Cualquier espectador despierto puede darse cuenta del esforzado trabajo de guión de esta historia.
La localización del segundo largometraje de Roger Gual -director de la novedosa e inteligente Smoking room junto a Julio Wallowits- nos sitúa en el campo, en una casa que sirvió de refugio para un grupo de jóvenes que, influenciados por la revolución hippie, decidió hacer algo diferente con sus vidas. Treinta años después, esos mismos jóvenes idealistas vuelven con sus hijos para rememorar los viejos tiempos. Pero lo que en un principio parecía ser un fin de semana tranquilo, acaba convirtiéndose en un infierno personal lleno de reproches, sueños incumplidos y prozac.

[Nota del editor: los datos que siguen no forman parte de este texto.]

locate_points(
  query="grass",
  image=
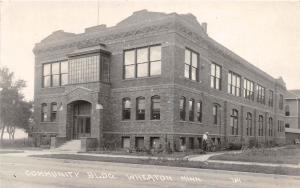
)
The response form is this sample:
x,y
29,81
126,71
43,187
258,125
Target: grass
x,y
287,155
179,163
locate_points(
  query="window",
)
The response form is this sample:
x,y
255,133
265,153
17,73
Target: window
x,y
215,76
280,102
44,111
84,69
142,62
234,122
64,70
260,125
182,108
270,126
125,142
155,107
55,74
47,75
260,94
191,65
126,108
249,124
53,112
216,114
234,84
287,110
271,98
199,111
248,89
140,110
191,109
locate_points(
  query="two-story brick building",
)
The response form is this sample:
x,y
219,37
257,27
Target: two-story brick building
x,y
153,80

Con un reparto coral y en plena forma, Roger Gual aborda en Remake un nada complaciente retrato generacional que acaba por deprimir al más optimista. En ella quedan reflejados los diferentes perfiles de cada uno de los personajes, seres amargados (excepcionales Silvia Munt y Juan Diego, premiado en el Festival de Málaga) desprovistos de los valores que un día significaron algo, y acompañados por una nueva generación incomprendida y aderezada de ciertos toques surrealistas de la que surgen apuntes de humor absurdo agradecidos, y que a su vez no comprende el idealismo que capturó a la generación de mayo del 68.

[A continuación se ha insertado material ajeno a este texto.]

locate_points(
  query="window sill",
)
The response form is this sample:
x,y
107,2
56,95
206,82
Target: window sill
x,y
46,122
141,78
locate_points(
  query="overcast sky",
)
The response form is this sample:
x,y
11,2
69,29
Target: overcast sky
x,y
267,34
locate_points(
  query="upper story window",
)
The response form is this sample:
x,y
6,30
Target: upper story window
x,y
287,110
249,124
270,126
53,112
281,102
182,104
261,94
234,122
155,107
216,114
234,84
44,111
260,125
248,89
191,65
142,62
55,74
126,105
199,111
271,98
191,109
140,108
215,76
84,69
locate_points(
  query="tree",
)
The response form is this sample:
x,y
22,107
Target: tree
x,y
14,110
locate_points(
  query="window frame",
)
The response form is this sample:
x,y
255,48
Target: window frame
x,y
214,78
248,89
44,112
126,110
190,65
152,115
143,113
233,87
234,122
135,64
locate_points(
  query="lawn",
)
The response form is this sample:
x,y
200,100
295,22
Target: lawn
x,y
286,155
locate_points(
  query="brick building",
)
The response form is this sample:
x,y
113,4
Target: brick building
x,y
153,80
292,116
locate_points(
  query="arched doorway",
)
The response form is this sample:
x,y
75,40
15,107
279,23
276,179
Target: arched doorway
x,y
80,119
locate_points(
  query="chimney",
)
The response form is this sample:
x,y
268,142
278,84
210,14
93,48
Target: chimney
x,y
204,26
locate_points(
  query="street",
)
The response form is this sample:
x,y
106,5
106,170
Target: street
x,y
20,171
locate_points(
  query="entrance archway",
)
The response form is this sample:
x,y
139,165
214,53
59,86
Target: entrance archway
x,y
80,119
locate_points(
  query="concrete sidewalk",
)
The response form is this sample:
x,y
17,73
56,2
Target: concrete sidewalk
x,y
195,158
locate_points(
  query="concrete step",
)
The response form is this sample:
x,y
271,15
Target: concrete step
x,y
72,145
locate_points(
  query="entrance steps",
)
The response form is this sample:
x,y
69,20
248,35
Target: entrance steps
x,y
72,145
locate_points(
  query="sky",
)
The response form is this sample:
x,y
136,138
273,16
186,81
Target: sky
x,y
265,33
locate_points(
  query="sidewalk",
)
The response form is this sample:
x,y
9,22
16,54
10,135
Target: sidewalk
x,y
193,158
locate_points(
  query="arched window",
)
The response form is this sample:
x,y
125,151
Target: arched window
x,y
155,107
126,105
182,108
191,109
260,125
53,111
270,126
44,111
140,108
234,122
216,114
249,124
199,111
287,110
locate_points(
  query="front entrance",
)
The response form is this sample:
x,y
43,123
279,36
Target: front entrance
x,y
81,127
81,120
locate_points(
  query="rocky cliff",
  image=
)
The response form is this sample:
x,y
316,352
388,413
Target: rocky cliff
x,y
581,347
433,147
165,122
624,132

A modo de calculado ejercicio de improvisación, cualquier espectador despierto puede darse cuenta del esforzado trabajo de guión que esta historia nos propone. De hecho, ya nos habíamos formado una idea de la importancia con la que el director dota a un libreto sólido, compartido éste con la eficacia de unos actores que se comen literalmente la pantalla (recordemos el soberbio elenco de su ópera prima). Recurriendo a la técnica que hizo famosa el maestro Altman -los intérpretes comienzan a apropiarse de los diálogos pisándose las palabras unos a otros hasta alcanzar la máxima naturalidad posible, sin poder adivinar en qué momento la cámara está rodando- Gual hace disponer a sus actores del tiempo necesario para que consigan esa comodidad en la actuación que tanto se disfruta luego en pantalla.

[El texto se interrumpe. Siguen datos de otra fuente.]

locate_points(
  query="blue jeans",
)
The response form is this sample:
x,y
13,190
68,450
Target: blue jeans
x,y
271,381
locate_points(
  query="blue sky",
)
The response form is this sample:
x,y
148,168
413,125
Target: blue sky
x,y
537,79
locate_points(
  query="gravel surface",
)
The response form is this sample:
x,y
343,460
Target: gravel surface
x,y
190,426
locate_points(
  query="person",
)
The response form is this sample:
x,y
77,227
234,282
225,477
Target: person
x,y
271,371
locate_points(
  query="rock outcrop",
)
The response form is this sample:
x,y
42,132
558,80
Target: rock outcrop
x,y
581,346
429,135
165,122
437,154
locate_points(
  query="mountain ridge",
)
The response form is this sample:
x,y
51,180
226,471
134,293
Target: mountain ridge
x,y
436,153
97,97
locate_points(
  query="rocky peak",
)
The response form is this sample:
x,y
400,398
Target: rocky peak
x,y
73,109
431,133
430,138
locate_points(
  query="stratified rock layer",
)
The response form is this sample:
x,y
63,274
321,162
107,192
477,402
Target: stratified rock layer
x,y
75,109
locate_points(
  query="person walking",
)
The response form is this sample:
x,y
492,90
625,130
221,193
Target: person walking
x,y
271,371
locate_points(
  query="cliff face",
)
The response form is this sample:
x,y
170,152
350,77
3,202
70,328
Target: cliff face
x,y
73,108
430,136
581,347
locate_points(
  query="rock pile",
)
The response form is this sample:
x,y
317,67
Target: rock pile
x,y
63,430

Sin embargo, con esta reflexión no estamos dando a entender que la película sea cómoda de ver, y las razones quedan claras: la redención de los personajes no llega nunca, la tensión creada a lo largo de la narración es contundente y acaba por no resolverse, amén de que ninguna de las generaciones se salva de la quema. Si a esto añadimos un último alegato en respuesta a la educación que están recibiendo actualmente los niños (la escena de los acomodados hijos de ciudad viendo la genial obra de Narciso Ibañez Serrador ¿Quién puede matar a un niño?), estamos ante una producción de lo más mordaz y descorazonadora que pone en el punto de mira a un director que dará mucho que hablar, o eso esperamos.